Autor:
Alfonso López Quintás.
Universidad Complutense. Madrid
La
alegría del corazón
"Debemos intentar que nuestro corazón esté alegre
(froh). No divertido (lustig), que es otra cosa. Ser divertido
es algo externo, hace ruido y desaparece rápidamente.
Pero la alegría (Freudigkeit) vive dentro, silenciosamente,
y echa raices profundas. Es la hermana de la seriedad; donde
está la una, está también la otra" (15).
Esta alegría honda, serena, permanente ¿de dónde
procede? Hay en la vida muchas fuentes de alegría verdadera,
pero sólo una garantiza un estado de alegría
inagotable: "acogerse a Dios con toda el alma y permanecer
junto a El en silencio interior" (16).
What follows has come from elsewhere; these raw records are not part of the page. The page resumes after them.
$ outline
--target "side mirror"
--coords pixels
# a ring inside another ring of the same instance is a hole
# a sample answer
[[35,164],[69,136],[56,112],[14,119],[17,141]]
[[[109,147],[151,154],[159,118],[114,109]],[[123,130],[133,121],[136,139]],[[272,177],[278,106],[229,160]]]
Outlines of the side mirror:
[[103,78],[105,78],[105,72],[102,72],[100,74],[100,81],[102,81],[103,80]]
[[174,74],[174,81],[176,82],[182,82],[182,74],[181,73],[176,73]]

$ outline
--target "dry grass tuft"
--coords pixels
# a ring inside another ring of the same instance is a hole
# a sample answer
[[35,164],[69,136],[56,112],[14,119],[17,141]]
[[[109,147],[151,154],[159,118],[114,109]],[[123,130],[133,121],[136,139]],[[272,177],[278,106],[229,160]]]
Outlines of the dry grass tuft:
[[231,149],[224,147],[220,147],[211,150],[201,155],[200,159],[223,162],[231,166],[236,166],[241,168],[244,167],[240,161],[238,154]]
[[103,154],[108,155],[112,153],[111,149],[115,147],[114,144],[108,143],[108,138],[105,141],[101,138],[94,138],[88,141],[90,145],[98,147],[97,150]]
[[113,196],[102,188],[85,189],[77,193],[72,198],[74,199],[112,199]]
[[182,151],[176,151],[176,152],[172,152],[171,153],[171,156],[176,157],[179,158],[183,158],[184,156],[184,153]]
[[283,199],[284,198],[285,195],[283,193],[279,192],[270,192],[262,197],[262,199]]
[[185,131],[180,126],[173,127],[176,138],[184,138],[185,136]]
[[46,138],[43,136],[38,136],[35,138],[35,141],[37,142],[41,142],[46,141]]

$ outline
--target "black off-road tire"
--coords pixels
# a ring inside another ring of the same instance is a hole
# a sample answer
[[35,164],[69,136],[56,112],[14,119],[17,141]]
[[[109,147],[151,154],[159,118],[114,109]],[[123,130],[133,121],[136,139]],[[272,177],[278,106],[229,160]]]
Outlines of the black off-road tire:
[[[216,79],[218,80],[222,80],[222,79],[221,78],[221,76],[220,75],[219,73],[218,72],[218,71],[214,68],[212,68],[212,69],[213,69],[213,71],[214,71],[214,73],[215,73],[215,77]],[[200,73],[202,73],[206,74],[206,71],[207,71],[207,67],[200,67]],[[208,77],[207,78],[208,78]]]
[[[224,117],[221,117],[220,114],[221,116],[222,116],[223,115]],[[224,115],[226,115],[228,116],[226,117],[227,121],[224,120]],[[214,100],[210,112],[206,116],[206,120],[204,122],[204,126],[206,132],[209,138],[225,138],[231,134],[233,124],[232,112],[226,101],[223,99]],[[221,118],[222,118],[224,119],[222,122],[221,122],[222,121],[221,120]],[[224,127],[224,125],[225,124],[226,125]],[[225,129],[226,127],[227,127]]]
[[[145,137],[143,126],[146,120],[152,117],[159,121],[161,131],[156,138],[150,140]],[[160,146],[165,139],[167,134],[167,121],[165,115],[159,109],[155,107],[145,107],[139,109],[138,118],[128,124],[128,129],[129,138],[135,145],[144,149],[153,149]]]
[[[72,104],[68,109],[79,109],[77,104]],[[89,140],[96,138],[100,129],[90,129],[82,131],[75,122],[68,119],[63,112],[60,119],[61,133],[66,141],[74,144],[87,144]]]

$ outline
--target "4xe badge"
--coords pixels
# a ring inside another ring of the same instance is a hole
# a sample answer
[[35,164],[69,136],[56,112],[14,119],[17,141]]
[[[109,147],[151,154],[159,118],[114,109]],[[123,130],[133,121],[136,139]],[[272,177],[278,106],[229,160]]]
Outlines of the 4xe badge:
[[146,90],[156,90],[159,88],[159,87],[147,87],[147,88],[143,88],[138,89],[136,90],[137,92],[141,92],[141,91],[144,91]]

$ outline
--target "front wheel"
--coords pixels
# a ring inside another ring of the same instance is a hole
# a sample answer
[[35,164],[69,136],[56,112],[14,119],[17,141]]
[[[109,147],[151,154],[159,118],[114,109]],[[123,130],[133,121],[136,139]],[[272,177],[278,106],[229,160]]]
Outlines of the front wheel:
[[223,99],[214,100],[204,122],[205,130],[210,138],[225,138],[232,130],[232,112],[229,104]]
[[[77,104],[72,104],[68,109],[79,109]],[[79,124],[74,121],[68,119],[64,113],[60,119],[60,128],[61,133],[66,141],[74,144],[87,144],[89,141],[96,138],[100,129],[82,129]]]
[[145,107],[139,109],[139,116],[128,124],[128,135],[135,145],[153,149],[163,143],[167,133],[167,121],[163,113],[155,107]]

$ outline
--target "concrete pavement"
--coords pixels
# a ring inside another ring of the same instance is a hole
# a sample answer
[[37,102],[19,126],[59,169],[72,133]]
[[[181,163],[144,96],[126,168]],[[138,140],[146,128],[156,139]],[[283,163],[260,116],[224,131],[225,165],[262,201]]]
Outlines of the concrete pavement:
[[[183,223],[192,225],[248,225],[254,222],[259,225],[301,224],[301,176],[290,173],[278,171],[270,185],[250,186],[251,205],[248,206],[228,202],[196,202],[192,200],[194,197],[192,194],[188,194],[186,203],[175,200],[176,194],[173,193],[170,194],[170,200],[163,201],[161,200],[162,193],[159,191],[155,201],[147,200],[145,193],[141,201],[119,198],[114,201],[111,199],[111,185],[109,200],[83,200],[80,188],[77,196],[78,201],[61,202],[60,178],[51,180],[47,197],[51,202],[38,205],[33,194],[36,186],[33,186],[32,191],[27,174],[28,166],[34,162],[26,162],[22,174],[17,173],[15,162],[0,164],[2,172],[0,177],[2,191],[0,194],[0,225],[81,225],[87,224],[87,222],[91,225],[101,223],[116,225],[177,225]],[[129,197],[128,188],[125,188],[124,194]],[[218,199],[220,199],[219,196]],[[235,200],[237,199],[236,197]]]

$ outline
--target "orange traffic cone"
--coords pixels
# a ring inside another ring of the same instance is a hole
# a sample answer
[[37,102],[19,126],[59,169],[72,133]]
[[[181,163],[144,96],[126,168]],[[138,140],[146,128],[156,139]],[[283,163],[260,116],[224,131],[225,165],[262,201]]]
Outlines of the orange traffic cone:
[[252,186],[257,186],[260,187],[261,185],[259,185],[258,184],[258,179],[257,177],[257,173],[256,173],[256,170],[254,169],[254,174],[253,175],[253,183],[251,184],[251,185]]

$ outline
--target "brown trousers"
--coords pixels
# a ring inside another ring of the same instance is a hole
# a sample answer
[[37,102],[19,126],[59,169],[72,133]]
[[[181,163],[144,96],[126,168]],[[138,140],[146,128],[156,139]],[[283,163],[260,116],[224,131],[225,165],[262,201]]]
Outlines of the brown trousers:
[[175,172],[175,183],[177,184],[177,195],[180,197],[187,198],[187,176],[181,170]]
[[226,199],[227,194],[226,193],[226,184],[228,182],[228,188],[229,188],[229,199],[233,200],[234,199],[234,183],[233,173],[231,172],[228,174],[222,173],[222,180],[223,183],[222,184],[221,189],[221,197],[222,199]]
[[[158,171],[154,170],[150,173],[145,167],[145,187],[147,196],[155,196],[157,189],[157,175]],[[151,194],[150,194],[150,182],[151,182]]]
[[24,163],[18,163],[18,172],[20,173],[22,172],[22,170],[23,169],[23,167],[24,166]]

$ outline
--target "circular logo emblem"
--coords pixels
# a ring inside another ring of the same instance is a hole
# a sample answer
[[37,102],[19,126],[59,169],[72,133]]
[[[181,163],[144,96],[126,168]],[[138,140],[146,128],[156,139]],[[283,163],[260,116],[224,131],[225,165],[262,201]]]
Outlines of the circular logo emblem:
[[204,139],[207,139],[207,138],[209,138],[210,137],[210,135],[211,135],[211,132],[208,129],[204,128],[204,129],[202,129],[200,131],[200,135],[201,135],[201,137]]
Cuando nos unimos
a Dios y nos identificamos con Su voluntad, "abrimos el
camino para la alegría de Dios". Si mantenemos
esta actitud fielmente, con buen ánimo, confianza y
libertad interior -"condiciones emparentadas con la alegría"-,
estaremos inundados de gozo, "suceda fuera lo que suceda".
La voluntad de Dios se me manifiesta
a través de lo
que se me presenta como una obligación, "pues cada
instante con su obligación propia es un mensajero de
Dios". "Si prestamos oídos, tendremos madurez
para entender rectamente el próximo mensaje y asumirlo.
Así realizamos paso a paso la tarea de nuestra vida.
(...) Entonces estamos alegres" (17).
Para determinar cuál es en cada momento nuestra obligación,
debemos cultivar la virtud de la veracidad. Hay que sentir
gusto internamente en hacer la voluntad de Dios, pero de veras.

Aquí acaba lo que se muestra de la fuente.